London,
18
March
2019
|
13:05
Europe/London

Camden Council publishes its full pay analysis for 2017-18

Camden Council has published its 2017-18 pay gap report, underlining its commitment to transparency by reporting information on pay by gender, ethnicity and disability over and above government requirements.

The findings reveal overall female earnings have remained marginally higher than male earnings, while the gap between White and Black, Asian and minority ethnic (BAME) staff has narrowed.

Female staff form a majority in all four earning quartiles at the Council, with women making up 57 per cent of employees in the top half of earners. A higher proportion of men received performance related payments in 2017-18 and this contributed to higher mean and median levels of performance pay among men.

While the overall pay gap by ethnicity closed slightly this year, Camden recognises there is still work to do in achieving improved representation of BAME staff at higher grades in the organisation. The Council is adding to the initiatives aimed at addressing the issue in discussion with the Camden Black Workers Group, including the development of a mentoring scheme and greater use of secondments as a way to broaden opportunities.

Camden remains one of the only organisations in the country to report pay gaps by disability and ethnicity.
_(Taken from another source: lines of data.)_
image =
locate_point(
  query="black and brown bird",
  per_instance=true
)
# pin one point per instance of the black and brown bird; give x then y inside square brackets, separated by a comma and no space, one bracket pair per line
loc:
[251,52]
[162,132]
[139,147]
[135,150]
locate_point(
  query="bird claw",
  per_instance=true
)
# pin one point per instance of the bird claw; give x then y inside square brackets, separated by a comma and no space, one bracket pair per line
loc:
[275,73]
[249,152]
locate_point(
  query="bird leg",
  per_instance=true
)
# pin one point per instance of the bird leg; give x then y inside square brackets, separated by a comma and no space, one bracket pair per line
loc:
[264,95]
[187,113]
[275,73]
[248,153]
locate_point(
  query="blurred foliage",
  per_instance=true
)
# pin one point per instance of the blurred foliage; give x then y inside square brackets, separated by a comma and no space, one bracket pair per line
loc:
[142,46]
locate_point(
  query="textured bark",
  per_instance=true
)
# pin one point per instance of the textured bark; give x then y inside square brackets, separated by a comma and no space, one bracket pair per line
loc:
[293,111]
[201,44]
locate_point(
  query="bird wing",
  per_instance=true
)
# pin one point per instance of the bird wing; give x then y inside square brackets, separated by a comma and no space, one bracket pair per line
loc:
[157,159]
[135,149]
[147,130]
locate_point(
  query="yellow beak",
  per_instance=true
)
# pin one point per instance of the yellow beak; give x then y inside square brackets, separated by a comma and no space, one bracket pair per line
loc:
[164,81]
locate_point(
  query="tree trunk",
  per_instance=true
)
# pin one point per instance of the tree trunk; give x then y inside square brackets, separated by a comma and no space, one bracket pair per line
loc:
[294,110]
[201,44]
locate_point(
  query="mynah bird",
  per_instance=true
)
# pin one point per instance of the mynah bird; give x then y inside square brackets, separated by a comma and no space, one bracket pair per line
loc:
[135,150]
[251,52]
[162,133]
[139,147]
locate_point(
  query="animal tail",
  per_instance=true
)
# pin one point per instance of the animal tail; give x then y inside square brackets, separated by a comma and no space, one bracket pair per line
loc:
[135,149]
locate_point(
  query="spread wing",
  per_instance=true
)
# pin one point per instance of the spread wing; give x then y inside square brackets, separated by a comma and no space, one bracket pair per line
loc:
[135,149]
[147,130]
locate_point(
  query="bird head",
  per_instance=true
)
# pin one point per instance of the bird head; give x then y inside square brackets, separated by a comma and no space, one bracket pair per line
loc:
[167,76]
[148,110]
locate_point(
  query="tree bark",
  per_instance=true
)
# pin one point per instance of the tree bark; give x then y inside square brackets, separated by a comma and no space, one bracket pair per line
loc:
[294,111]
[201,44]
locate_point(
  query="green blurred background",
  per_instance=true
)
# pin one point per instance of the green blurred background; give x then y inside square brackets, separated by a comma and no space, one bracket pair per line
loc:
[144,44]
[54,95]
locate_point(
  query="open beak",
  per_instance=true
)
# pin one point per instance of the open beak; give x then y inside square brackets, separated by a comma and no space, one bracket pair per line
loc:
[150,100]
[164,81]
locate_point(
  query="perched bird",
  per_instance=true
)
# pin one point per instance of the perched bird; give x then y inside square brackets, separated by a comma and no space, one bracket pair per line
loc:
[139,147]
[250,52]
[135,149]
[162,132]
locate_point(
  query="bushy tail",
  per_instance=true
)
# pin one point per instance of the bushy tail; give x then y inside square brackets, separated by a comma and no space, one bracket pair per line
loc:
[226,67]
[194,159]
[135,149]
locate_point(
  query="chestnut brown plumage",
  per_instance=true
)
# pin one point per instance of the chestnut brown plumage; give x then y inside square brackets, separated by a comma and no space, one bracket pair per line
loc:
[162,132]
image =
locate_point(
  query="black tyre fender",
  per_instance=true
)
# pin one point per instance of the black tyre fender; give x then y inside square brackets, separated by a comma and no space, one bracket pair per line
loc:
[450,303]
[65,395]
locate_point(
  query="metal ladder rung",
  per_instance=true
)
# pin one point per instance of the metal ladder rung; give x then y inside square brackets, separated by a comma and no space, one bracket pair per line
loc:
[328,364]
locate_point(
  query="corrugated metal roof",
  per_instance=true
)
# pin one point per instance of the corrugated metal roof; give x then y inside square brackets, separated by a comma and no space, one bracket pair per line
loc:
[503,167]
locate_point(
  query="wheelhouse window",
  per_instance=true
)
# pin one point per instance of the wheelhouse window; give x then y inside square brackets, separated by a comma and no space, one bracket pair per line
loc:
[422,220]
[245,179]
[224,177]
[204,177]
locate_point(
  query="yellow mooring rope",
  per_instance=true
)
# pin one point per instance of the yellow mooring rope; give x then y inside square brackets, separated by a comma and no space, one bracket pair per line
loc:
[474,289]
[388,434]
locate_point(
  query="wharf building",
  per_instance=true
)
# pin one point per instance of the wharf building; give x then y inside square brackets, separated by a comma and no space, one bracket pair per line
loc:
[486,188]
There continues to be no significant differences in pay by gender, disability or ethnicity at the majority of job levels, and where gaps did exist they have tended to narrow.

  • The gender pay gap moved closer to parity but is still slightly in favour of women, with 1.6% median and 0.1% mean pay gaps recorded.
  • The proportional pay gap – which weights gaps at each grade by the proportion of staff in those grades then combines them into an overall measure - remains slightly in favour of men with 0.6% median and 1.0% mean pay gaps.
  • Gender pay gaps were identified in certain grades in the 2016-17 report, these gaps have generally decreased in 2017-18.
  • The performance related payments pay gap shows a larger proportion of men received performance related rewards in 2017-18, and this influenced the pay gap figures in this area, with the mean 18.7% and median 14.5%.
  • A slight improvement is demonstrated in the ethnicity pay gap with both median and mean decreasing, to 10.5% and 13.4% respectively.
  • Where they had been present, ethnicity pay gaps at most grades fell in line with the overall pay gap figure.
  • Analysis of the workforce composition by grade and ethnicity demonstrates that the proportion of BAME employees increased in all grades except Level 1 and Chief Officers, and it was the latter which prevented the overall pay gaps from closing further.
  • The pay gap between disabled and non-disabled employees remained low (3.5% median and 4.4% mean), while the proportional pay gap is in favour of disabled staff which suggests the overall differences are due to representation at senior levels.

The full pay analysis on our Open Data website here.

Jo Brown, Director of Human Resources and Organisation Development, said: “We believe it’s important to hold ourselves to account and ensure equality is at the heart of organisation and throughout our workforce. We want to constantly challenge ourselves to achieve the best possible representation within our workforce at all grades and parts of the organisation.

“By providing a higher level of detail, analysis and comparison data than is standardly done we are welcoming an open scrutiny of our data and feedback from staff, trade unions, other organisations and members of the public.

“Although I’m incredibly proud that the data doesn’t show we have significant pay gaps in our organisation based on your gender, ethnicity or disability, of course there are always areas which need improvement but by making this information public we are also making a public commitment to tackle any issues.”